After a year and a half fighting the world’s deadliest outbreak of Ebola, Sierra Leone will finally be declared free of the virus if no new cases appear by 7 November. While most people celebrate, the end of Ebola will mean new challenges for up to 1,400 burial workers who risked their lives to help stop the epidemic.
Many have faced stigma for their work: some kicked out of their homes by landlords; others shunned by family and friends afraid of contracting the virus.
The World Health Organization recommends that ‘safe and dignified’ burials continue for at least 42 days after the final case of Ebola. So teams are still performing hundreds of precautionary burials each week, even though there haven’t been any cases for a while.
In addition to giving the burial workers jobs and monthly hazard pay, aid agencies have been putting some of them up in temporary accommodation.
But if Ebola goes, the jobs and the perks go too. The future is uncertain. Due to lingering fears about Ebola, many could struggle to find future employment.

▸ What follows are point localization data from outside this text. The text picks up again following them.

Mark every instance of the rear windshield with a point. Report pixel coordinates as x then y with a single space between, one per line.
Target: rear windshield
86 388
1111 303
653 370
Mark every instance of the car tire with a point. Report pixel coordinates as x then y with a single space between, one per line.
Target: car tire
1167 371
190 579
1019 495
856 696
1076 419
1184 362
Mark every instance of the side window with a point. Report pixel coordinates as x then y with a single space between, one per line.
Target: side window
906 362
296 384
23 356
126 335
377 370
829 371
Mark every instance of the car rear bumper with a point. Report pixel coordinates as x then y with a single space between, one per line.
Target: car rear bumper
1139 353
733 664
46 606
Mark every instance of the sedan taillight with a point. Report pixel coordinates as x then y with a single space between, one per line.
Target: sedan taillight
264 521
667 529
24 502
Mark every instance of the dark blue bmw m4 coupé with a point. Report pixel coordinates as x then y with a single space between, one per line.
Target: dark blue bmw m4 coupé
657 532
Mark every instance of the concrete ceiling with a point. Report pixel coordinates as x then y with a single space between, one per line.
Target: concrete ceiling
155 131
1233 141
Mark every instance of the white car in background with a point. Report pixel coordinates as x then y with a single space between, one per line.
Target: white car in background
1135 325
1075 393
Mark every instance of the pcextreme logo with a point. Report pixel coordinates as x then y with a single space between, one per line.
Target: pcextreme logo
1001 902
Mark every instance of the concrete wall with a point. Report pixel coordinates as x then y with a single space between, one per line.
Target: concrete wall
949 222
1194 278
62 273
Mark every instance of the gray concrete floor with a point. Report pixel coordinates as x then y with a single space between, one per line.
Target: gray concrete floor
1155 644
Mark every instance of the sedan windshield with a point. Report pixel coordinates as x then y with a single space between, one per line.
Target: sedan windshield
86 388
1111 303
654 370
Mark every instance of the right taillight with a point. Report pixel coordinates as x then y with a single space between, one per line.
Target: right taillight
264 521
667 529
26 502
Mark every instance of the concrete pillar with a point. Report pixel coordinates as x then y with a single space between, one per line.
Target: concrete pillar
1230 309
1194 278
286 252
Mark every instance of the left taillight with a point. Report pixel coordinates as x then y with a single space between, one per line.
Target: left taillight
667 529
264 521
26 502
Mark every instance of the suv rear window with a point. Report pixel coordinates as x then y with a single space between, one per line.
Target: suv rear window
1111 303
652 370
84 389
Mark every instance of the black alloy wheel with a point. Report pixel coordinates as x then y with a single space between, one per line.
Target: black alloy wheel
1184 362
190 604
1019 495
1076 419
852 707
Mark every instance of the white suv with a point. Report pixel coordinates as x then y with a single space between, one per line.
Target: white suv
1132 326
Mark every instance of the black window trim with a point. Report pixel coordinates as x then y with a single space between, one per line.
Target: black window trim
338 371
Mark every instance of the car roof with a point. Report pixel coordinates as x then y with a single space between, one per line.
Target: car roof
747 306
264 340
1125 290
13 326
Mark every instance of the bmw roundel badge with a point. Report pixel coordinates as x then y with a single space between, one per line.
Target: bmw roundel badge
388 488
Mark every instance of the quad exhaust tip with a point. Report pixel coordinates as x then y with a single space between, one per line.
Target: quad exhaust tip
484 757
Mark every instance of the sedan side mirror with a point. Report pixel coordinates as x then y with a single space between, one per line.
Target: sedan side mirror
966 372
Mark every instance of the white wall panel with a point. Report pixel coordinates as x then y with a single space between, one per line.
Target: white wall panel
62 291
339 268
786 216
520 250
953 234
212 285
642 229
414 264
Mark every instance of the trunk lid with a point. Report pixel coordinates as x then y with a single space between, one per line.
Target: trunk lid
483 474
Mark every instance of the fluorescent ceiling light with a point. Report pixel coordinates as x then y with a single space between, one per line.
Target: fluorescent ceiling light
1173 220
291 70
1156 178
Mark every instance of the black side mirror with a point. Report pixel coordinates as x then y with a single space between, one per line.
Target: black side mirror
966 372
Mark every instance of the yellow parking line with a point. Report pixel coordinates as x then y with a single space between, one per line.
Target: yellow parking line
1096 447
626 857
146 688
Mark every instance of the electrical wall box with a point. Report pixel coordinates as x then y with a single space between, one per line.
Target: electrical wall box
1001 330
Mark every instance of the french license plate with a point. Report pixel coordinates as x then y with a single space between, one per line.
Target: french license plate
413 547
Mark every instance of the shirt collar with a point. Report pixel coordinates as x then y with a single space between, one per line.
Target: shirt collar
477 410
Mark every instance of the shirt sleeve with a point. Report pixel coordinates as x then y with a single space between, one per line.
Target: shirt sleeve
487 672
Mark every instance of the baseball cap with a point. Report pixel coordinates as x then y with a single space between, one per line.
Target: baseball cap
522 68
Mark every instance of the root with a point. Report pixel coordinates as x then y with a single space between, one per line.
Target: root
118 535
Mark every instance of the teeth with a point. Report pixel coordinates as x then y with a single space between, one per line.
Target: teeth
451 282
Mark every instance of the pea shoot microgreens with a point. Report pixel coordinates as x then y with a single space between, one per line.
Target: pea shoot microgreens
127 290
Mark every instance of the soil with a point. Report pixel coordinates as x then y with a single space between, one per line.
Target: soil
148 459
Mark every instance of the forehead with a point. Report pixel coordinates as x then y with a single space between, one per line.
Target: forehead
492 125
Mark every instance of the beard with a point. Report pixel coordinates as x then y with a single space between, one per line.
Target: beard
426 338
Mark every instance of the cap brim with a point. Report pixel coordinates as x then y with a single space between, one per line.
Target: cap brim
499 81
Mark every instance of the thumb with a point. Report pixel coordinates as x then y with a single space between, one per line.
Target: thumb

Here are two of their stories:
When the outbreak began, 23-year-old student Tamba Momorie dropped everything to join one of the Red Cross’s Safe and Dignified Burial (SDB) teams. His mother kicked him out their home less than two weeks later and he says he still hasn’t been accepted back because his family disapproves of his work.
Momorie told IRIN that many people in his community, including some former friends, have turned against him because of his decision.
“They called me Ebola worker, Ebola man, die man… they said I played with corpses. When this Ebola crisis ends, I worry about how [the government and the Red Cross] will leave us.”
Kargbo said she used to leave her home before the sun came up to go and bury bodies, so as to avoid being seen by her neighbours.
“It’s not easy. The stigma is too heavy,” Kargbo told IRIN. “My community would say: ‘you’re a woman, why did you join the burial team?’ Even my comrades, my friends, became estranged from me because they said I’m dealing with Ebola people. They didn’t understand that I was helping.”
Many burial workers are still haunted by harrowing scenes from the peak of the outbreak.
“I just remember the way I saw people struggling with this sickness. Sometimes we’d see big things (maggots) coming out and eating the body. When you returned home you were afraid to eat rice because of what you’d seen,” Kargbo told IRIN.
Kargbo receives counselling from the Red Cross to help her deal with the ongoing trauma.
“Mamma G was the stigma name they gave me in my community, even in my own street,” she said. “They said I’m a General in dead bodies… whenever they saw me they’d gather in a group and shout ‘General in Ebola!’.”
Sitting in a house provided by the Red Cross for burial workers like himself who are outcast by their families and communities, Momorie said he hopes to have a home to return to one day.
“I would like to move in with my mom if she accepts me, but [for now] I still can’t visit her,” he told IRIN. “But despite that, I have no regrets. I see my efforts have done good. I’ve done a good job and I want to continue.”
The United Nations Development Programme, along with the International Federation of the Red Cross (IFRC), has said it plans to launch a 12-month reintegration program, initially targeting some 800 frontline Ebola workers, to help ease their transition back into everyday life.
But it won’t be easy.
Jennifer Van Wyk, a psychosocial expert for IFRC, which runs the burials programme, said lingering stigma is still a real issue for some burial workers.
“There is so much anger and resistance [from communities] because [burial workers] interfere with traditional burial practices… there’s a lot of judgement,” she told IRIN.